26
26


     Hari-hari berikutnya di markas Hurricane Army terlihat ada peningkatan kesibukan yang sangat tajam di bagian Sains dan medis dimana dua bagian ini saling bahu membahu, berupaya keras semaksimal mungkin untuk menyempurnakan hasil percobaan mutakhir Hurricane Army yang merupakan lanjutan dari program Super Perfect Bintang Biru. Para personil, baik itu dari bagian medis maupun dari bagian sains hilir mudik bolak balik terkadang dorong-dorong peralatan entah itu alat medis atau sains dari ruangan satu ke ruangan lainnya hingga pada akhirnya, tepat tiga bulan berikutnya Lydia sudah terlihat seperti prajurit normal lainnya, mondar-mandir di area markas, entah itu ke bagian medis, ke bagian sains maupun ke ruang pusat komando untuk melapor ke komandan Daniel karena telah resmi menjadi anggota Hurricane Army dengan pangkat Sersan Dua.

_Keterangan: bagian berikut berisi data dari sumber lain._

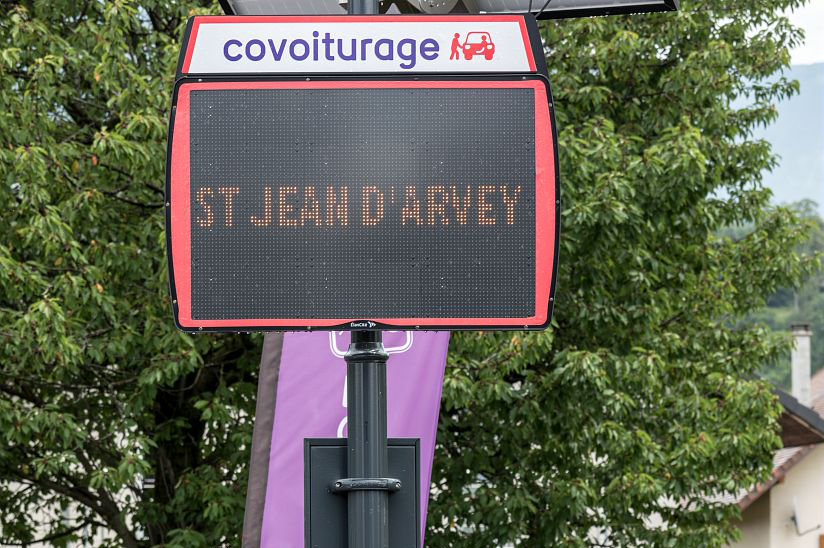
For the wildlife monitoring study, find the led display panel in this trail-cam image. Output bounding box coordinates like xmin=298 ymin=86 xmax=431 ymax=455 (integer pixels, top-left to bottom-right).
xmin=169 ymin=77 xmax=557 ymax=331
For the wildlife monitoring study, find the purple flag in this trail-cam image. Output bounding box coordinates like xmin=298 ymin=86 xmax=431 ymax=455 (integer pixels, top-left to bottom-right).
xmin=243 ymin=331 xmax=449 ymax=548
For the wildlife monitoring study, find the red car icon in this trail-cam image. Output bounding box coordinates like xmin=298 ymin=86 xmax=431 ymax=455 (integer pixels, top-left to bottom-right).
xmin=461 ymin=32 xmax=495 ymax=61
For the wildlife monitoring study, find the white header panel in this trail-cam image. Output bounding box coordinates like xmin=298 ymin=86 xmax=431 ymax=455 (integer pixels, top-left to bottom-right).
xmin=182 ymin=16 xmax=535 ymax=74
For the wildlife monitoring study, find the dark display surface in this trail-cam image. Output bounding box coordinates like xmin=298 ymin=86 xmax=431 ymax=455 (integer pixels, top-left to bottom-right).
xmin=190 ymin=88 xmax=536 ymax=320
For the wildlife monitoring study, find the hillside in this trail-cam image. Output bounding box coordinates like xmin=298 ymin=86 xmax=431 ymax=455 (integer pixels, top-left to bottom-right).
xmin=756 ymin=63 xmax=824 ymax=214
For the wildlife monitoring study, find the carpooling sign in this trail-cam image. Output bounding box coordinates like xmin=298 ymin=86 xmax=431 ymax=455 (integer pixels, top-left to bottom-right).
xmin=166 ymin=12 xmax=560 ymax=331
xmin=180 ymin=16 xmax=536 ymax=74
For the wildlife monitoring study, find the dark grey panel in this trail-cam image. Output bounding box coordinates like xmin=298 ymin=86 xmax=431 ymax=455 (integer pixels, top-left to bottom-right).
xmin=191 ymin=88 xmax=535 ymax=319
xmin=304 ymin=439 xmax=418 ymax=548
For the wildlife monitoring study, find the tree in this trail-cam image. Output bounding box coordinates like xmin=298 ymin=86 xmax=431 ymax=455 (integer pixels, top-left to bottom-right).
xmin=0 ymin=0 xmax=259 ymax=547
xmin=0 ymin=0 xmax=811 ymax=548
xmin=428 ymin=0 xmax=815 ymax=548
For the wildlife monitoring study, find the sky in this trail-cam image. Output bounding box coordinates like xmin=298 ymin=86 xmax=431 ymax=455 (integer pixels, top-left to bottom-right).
xmin=787 ymin=0 xmax=824 ymax=65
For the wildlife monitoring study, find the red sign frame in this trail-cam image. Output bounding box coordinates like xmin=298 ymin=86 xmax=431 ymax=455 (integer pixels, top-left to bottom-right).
xmin=167 ymin=77 xmax=559 ymax=331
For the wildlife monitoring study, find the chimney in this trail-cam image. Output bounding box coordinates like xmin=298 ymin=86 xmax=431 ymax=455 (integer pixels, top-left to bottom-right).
xmin=791 ymin=324 xmax=813 ymax=407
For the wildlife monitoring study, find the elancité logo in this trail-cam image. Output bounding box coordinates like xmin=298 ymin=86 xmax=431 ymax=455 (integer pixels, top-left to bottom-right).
xmin=223 ymin=31 xmax=495 ymax=70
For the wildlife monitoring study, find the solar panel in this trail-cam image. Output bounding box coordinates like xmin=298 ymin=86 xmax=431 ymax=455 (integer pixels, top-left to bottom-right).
xmin=220 ymin=0 xmax=679 ymax=19
xmin=220 ymin=0 xmax=346 ymax=15
xmin=466 ymin=0 xmax=679 ymax=19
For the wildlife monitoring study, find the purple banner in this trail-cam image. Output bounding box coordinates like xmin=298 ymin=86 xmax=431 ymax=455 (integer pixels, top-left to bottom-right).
xmin=249 ymin=331 xmax=449 ymax=548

Disamping itu, terkadang di waktu senggang karena tidak ada jadwal ujicoba maupun latihan, Lydia berkeliling, berkenalan dengan para personil, beberapa akhirnya menjadi teman akrab dan karena sifat Lydia yang easy going dimana terkadang seenaknya sendiri, ini membuat seluruh personil Hurricane Army melihatnya hanya seperti seorang prajurit pemula biasa walaupun tahu bahwa Lydia itu sebenarnya adalah prajurit super. Bahkan ada beberapa personil terutama prajurit cowok yang terkadang mengolok-olok, memanggil anak mami karena Lydia memang sangat manja kalau ke Laura.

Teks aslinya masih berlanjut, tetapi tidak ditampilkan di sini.